エピローグ
「何かに頼るってのは違うよな、だから自分の力で伝えたいと思う」
僕はペンダントを握りしめて、亜由美にそう言った。
「…うん」不安そうな表情で僕の次の言葉を待っている。
「そう言っておきながら、亜由美に一つだけ頼みがある。僕が君に想いを伝えるために、どうしても必要なことだ」
既に想いを伝えている気がするが気にしない。いざという時、自分が逃げないための保険みたいなものだ。
「えっと、何を?」
「これに」とペンダントを渡す。
「これに?」
「亜由美がアレを見つける前の世界に戻りたい。頼めるか?」
「…過去に、戻る?」
「あの人がこれを残して行った理由が、それしか浮かばないんだ」
「無かったことにするために?」
「そうだ」
「…また、同じことしないかな?」
そう、たとえ戻れたとしても、僕らはまた同じ行動をするかもしれない。
だから、強く、強く願うんだ。亜由美に想いを伝えるために。
亜由美が、こんな物を作る必要がないように。
「僕を信じろ」
ふっ、と亜由美の表情が柔らかくなり、そのままペンダントを両の手で重ねる。
そしてその手が差し出され、僕はそれを両手でしっかりと包み込んだ。
やがて、多くの大願成就を成し遂げた奇跡の光が、視界を埋め、そして何も見えなくなる。
光の闇の中で、ただ強く彼女を想った。
●○●○
「宗ちゃん、宗ちゃん」
闇の中、肩を揺すられる。
目を開けるとそこは昼の光に満ちていた。
「…あ、おはよう」
「おはようって、もう一時過ぎてるよ」
どうやら昼の仮眠を長く取りすぎてしまったようだ。
「ふあぁぁ、夢見が悪かったみたいだな…どした?」
このところ、とある理由でふさぎ込んでいた亜由美が僕の顔をじっと見ている。
「あ、うん、何か私に言いたいこと、ない?」
なんだその上目遣いは。
こう見えても僕は、失恋中の想い人に気安く愛を語るようないい加減な…人物じゃないはずなのに…。

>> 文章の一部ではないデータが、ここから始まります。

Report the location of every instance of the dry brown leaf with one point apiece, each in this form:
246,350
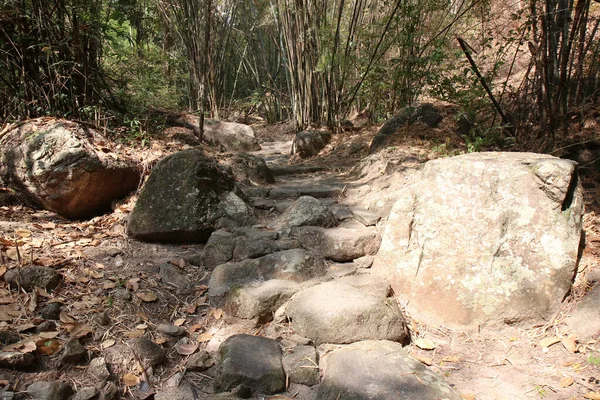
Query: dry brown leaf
148,297
451,359
107,343
204,337
570,344
7,300
547,342
28,347
161,340
566,382
136,333
25,327
424,359
425,344
48,335
80,330
66,318
45,261
47,347
130,380
217,313
109,285
133,284
24,233
185,349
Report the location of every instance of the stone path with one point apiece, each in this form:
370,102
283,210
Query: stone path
332,330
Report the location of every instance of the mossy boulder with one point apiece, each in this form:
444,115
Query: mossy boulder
186,197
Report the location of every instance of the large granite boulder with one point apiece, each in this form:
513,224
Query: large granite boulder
377,370
186,197
337,312
310,143
65,167
485,238
251,169
231,136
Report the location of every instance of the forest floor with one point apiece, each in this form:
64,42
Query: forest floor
96,257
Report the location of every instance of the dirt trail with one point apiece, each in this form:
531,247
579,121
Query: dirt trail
97,258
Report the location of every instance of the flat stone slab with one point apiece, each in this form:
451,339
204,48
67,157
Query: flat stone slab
260,300
251,364
365,217
335,312
301,365
338,244
375,370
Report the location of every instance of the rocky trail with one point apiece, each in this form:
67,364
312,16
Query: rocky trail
293,304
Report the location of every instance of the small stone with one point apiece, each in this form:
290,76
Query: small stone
16,360
301,365
149,352
102,319
9,337
86,393
218,249
98,369
33,276
171,330
122,294
109,391
171,274
251,362
46,326
51,311
55,390
72,352
174,381
260,300
199,362
339,270
365,217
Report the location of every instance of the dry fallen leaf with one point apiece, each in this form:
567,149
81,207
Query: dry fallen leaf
29,347
107,343
205,337
547,342
451,359
217,313
130,380
425,344
566,382
133,284
136,333
424,359
148,297
570,344
47,347
66,318
80,330
185,349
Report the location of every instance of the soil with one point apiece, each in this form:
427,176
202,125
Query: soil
96,258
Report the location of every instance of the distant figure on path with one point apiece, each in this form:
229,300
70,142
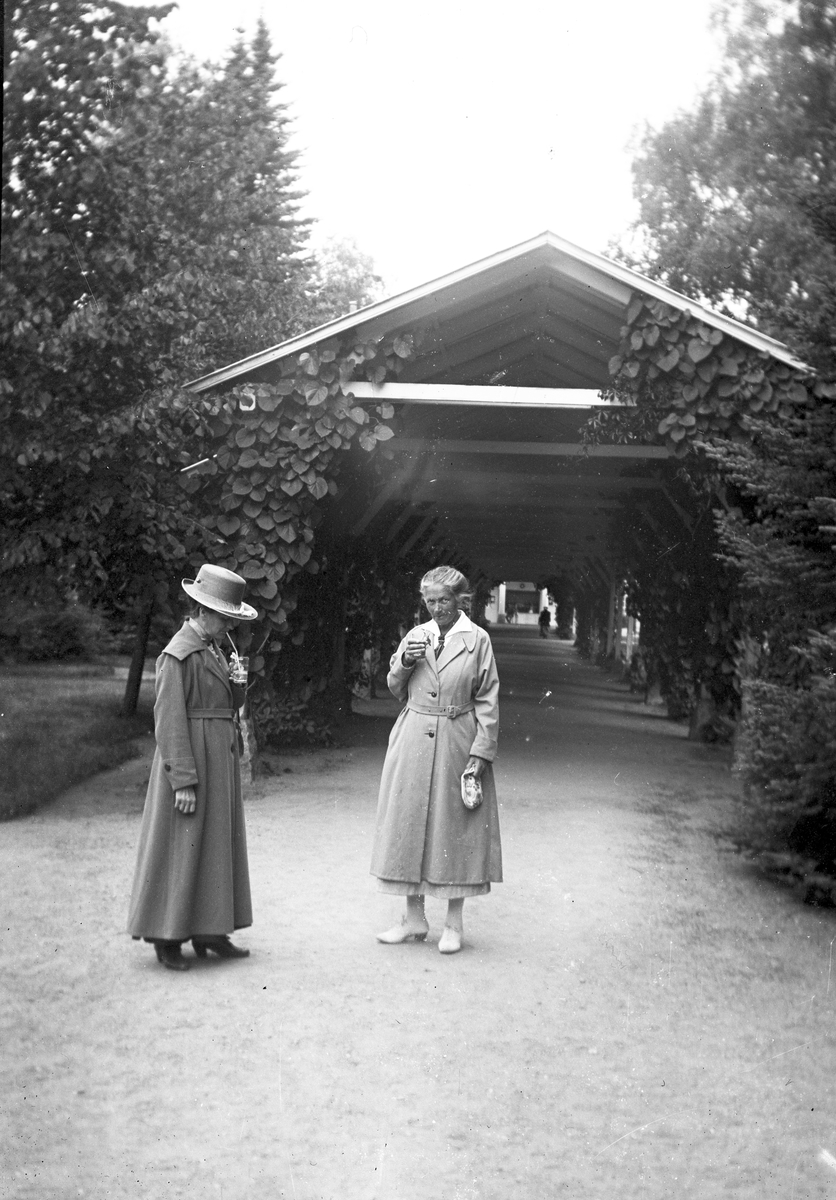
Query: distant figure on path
192,877
427,840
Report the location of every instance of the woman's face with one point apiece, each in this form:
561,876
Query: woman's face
440,604
215,623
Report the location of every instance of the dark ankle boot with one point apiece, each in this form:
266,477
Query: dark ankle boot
170,955
218,945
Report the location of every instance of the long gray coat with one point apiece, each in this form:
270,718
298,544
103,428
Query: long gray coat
192,874
423,831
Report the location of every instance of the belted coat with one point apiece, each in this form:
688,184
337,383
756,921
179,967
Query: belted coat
423,831
192,874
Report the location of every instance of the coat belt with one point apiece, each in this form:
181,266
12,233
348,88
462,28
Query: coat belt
450,711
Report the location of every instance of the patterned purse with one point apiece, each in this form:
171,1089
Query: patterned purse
471,791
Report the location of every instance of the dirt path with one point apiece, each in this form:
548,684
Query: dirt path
636,1013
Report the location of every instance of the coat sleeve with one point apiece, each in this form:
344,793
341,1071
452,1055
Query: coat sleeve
397,681
170,724
486,699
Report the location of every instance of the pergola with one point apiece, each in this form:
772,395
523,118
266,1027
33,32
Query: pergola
512,354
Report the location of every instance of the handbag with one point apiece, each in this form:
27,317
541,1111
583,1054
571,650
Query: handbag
471,791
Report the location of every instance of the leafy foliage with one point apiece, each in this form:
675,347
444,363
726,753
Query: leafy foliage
699,382
737,204
734,195
150,231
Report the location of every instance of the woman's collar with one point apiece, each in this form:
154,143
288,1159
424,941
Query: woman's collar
461,625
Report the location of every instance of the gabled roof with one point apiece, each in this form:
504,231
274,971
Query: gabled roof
543,313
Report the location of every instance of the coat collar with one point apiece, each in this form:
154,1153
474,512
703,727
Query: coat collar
465,640
187,641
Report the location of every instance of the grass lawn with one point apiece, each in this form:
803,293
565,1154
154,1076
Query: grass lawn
60,724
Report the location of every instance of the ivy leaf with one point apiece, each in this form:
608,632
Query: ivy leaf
698,349
269,403
228,525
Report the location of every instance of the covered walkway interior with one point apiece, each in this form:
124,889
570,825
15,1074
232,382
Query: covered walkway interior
489,466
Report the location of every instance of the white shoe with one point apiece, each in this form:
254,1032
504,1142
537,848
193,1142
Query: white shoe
403,933
450,941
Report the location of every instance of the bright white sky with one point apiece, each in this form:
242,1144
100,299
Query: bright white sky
440,132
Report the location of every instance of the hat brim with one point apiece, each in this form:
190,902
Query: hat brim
240,612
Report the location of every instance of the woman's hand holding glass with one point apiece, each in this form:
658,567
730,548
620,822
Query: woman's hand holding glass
185,801
416,649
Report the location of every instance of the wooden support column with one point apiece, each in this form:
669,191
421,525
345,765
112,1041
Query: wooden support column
611,622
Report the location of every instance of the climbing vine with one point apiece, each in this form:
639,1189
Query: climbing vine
690,384
277,455
277,460
698,381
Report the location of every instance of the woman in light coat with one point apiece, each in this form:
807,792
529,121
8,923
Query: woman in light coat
192,876
427,841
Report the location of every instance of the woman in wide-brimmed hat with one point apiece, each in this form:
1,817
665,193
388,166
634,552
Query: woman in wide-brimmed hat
192,879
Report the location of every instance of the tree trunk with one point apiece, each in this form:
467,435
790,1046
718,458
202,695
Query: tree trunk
134,676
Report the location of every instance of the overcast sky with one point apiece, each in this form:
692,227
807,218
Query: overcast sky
437,133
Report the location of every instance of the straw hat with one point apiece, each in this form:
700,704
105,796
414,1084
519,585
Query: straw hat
221,591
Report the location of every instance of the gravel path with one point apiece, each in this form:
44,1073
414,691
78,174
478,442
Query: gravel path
636,1014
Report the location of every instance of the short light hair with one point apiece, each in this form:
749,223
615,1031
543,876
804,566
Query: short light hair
452,580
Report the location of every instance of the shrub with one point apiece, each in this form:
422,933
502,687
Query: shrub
786,755
50,631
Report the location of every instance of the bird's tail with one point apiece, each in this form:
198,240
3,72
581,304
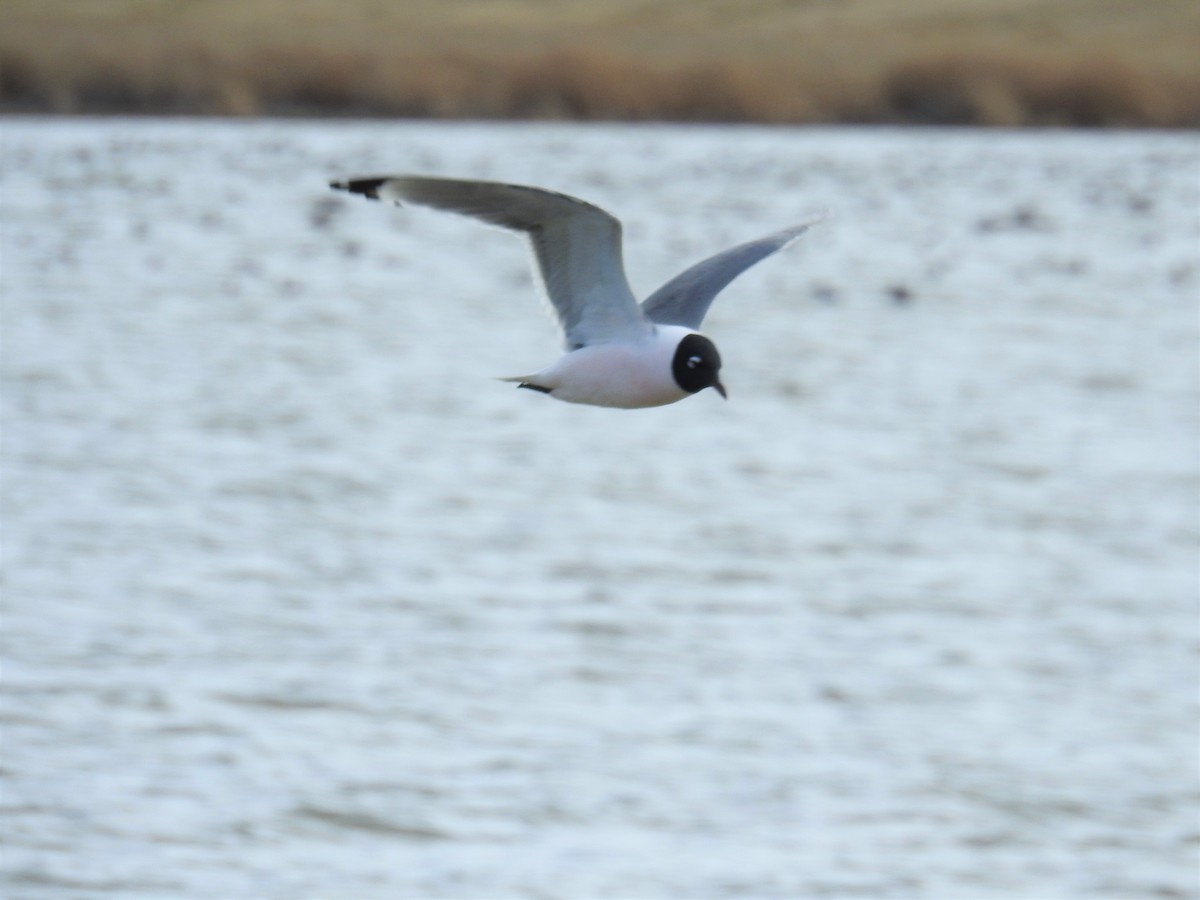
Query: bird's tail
527,382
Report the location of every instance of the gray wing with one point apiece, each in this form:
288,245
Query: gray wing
577,246
685,298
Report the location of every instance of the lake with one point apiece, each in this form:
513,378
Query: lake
301,603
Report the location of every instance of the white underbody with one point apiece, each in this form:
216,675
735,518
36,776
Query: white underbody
629,375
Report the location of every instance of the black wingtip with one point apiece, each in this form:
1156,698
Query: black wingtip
366,186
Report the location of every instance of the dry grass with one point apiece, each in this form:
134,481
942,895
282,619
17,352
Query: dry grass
1117,63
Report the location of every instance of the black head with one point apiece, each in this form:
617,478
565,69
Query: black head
697,365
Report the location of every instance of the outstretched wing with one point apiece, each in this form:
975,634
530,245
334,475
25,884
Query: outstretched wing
685,298
577,246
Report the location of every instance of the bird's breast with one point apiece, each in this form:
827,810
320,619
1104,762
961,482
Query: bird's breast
627,375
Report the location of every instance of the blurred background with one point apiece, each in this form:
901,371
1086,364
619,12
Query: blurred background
1123,63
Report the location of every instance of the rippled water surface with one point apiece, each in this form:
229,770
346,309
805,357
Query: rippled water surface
299,603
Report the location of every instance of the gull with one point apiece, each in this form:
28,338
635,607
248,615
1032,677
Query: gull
619,353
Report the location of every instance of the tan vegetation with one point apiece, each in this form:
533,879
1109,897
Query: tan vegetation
1097,63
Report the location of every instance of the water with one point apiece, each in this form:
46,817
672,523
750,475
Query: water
299,603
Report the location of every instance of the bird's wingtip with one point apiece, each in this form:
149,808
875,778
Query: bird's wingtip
366,186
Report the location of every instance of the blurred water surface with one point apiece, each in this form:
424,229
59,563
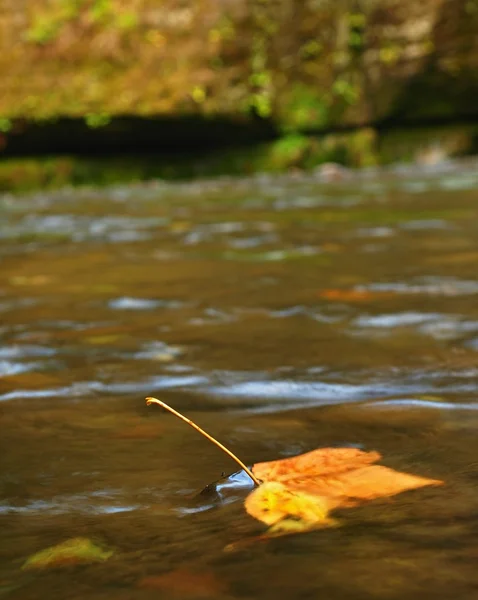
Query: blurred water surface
282,314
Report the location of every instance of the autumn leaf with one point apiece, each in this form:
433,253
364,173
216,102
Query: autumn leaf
353,295
298,493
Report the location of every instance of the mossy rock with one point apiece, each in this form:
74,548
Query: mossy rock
74,551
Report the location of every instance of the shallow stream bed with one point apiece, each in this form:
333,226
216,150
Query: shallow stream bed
280,313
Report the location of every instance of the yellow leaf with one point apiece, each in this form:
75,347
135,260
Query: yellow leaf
298,492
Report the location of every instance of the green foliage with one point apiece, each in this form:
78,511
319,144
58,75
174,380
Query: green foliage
96,120
305,108
46,26
5,125
346,90
357,23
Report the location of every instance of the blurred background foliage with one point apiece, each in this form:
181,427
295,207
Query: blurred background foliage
305,82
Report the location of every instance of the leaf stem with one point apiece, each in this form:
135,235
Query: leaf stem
151,400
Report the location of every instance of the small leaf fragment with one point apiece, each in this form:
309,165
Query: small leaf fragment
71,552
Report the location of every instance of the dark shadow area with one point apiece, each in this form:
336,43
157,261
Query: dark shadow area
132,135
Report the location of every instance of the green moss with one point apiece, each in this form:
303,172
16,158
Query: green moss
305,108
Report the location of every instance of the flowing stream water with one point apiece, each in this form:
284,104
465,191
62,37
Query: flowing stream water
282,314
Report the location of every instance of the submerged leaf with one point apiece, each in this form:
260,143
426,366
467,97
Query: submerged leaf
298,492
272,502
73,551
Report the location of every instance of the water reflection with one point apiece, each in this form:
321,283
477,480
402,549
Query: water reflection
283,314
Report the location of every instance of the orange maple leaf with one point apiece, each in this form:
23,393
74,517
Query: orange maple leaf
305,488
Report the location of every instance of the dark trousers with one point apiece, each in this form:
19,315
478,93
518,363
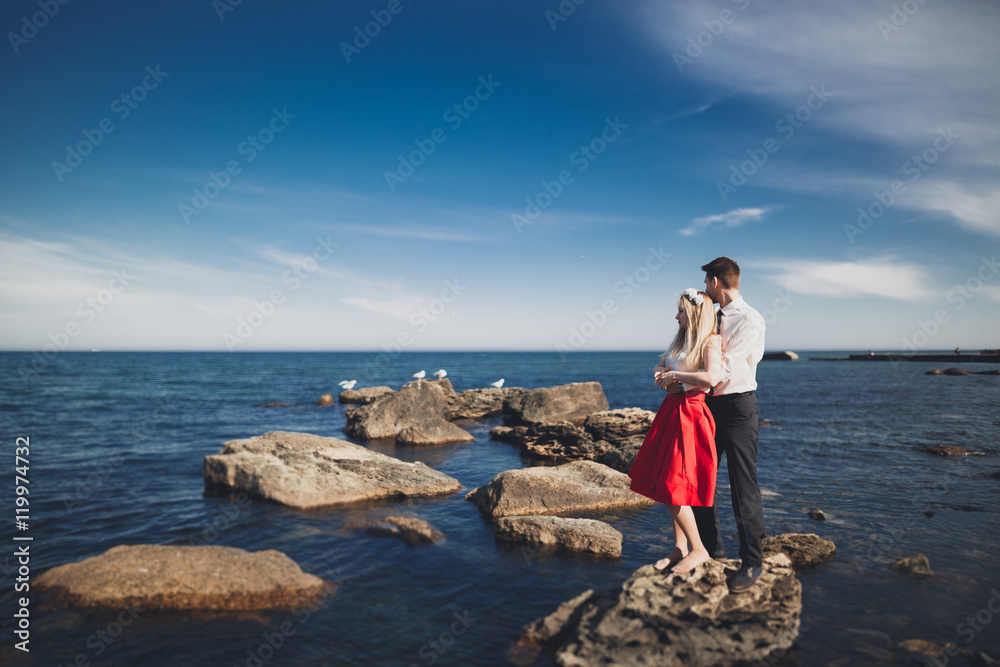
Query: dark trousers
736,437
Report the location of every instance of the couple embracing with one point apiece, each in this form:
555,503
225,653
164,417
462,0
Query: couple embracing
709,373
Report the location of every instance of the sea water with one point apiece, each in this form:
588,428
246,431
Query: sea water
118,441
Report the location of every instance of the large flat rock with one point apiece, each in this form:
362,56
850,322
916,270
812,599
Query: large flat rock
575,486
305,471
415,402
433,432
558,533
672,620
480,403
563,403
181,577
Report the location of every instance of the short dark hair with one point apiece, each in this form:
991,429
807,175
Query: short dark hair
726,270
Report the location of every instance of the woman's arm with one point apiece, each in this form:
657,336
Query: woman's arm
713,367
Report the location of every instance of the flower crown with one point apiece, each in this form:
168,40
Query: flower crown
693,295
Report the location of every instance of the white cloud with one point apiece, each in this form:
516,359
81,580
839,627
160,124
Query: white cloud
730,219
883,277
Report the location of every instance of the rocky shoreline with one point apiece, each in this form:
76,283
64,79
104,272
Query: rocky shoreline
653,618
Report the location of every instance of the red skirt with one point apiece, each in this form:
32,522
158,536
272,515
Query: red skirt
677,463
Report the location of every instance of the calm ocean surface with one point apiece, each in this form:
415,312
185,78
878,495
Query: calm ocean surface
118,441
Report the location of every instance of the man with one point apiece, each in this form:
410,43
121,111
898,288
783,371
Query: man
734,406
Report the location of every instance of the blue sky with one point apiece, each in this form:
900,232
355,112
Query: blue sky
495,175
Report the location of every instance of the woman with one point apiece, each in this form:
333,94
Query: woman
677,462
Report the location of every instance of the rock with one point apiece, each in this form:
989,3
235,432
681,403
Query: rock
552,441
593,438
562,403
804,549
787,355
916,566
181,577
618,426
305,470
414,532
480,403
575,486
921,646
365,395
433,432
674,619
386,417
559,533
946,450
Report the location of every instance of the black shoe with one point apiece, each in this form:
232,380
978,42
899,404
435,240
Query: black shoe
745,578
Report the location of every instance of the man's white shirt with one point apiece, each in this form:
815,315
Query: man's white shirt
742,347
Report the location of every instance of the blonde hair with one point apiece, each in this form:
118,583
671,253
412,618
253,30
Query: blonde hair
701,325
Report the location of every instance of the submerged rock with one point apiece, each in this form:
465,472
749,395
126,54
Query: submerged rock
946,450
415,402
804,549
562,403
667,620
413,532
305,471
364,396
433,432
181,577
916,566
612,437
562,534
480,403
575,486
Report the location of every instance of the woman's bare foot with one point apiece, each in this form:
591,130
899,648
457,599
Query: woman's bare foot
667,563
692,560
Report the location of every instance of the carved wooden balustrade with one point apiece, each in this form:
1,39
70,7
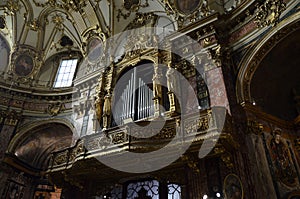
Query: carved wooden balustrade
196,128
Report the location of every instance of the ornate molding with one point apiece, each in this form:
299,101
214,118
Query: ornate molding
269,12
130,6
254,127
252,60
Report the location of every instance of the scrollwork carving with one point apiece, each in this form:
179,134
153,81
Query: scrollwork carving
269,13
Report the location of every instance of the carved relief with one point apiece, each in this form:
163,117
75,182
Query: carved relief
281,158
269,13
188,6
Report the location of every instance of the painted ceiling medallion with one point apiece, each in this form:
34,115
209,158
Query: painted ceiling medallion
24,65
187,7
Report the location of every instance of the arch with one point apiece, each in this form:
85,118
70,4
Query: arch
33,148
256,54
23,132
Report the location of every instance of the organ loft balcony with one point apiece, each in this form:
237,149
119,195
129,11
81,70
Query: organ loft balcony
179,141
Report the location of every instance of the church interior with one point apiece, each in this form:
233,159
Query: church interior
149,99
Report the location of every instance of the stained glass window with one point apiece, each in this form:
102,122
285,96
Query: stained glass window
148,189
174,191
65,74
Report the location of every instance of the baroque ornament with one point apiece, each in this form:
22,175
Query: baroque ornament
269,13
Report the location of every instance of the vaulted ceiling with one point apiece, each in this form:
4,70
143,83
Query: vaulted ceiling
41,25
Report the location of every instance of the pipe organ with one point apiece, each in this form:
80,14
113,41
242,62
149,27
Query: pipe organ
135,101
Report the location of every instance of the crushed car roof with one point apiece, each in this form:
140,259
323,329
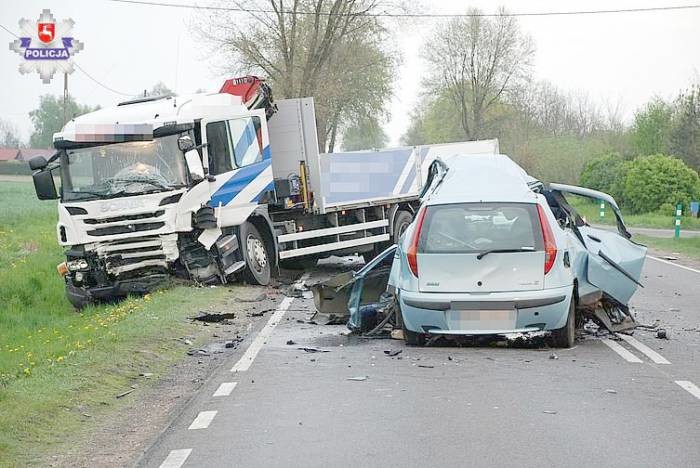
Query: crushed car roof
483,178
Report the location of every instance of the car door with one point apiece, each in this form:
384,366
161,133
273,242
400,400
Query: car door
614,261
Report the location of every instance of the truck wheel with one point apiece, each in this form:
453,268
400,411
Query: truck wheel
564,337
401,221
256,256
303,263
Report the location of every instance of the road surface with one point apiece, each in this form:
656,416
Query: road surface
602,403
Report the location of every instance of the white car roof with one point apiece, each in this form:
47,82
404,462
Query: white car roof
483,178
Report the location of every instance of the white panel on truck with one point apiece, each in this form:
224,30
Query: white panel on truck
354,178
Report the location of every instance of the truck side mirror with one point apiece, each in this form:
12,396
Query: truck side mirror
194,164
44,185
38,163
185,143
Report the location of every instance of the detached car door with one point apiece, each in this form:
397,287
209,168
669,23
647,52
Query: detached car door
614,262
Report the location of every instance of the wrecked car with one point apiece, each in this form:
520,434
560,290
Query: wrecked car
493,251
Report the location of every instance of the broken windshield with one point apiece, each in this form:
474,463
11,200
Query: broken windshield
123,169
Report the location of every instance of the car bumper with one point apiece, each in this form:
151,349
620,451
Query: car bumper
485,314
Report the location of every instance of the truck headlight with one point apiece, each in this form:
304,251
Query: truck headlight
76,265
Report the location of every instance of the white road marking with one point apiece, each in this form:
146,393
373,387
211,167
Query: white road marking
626,355
674,264
225,389
690,387
650,353
176,458
246,360
203,419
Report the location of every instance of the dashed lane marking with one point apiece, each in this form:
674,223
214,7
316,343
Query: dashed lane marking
176,458
650,353
673,264
203,419
225,389
690,387
247,359
626,355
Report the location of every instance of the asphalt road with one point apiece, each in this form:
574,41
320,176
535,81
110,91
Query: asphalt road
451,407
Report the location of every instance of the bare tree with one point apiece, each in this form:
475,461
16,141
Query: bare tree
307,48
476,60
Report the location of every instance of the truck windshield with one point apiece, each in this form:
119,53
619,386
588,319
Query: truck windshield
122,169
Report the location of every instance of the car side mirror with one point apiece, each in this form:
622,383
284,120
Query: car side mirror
185,143
37,163
44,185
194,164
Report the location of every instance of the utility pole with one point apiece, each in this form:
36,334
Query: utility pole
65,95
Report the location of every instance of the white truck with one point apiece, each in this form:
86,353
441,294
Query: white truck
218,186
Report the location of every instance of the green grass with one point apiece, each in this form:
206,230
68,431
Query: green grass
57,364
591,211
688,247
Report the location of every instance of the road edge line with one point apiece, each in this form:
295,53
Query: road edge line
673,264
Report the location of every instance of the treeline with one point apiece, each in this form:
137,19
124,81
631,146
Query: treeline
481,86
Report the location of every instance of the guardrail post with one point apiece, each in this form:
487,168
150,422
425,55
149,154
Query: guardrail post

「あ、あのさ、暇だったらさ、その機械の操作でも覚えてみない?」
「…むぅぅぅ」
「…なんで怒ってらっしゃる?」
「知らない!」
亜由美はそう言い放ち、僕にペンダントに使われる、ただのチェーンを投げてきた。
「何、これ…」
そのチェーンを持つと、不思議なことに、亜由美への想いが溢れてくる。
「…あのさ、言い直してもいいかな?」
「…一度だけなら」
「僕のところに、永久就職しない?」
大願成就の為には、やっぱり努力をしないといけないんだ。
そして他の何かを失う覚悟、そうまでして手に入れたいと想った人は、何故だか僕の胸の中に飛び込んできたんだ。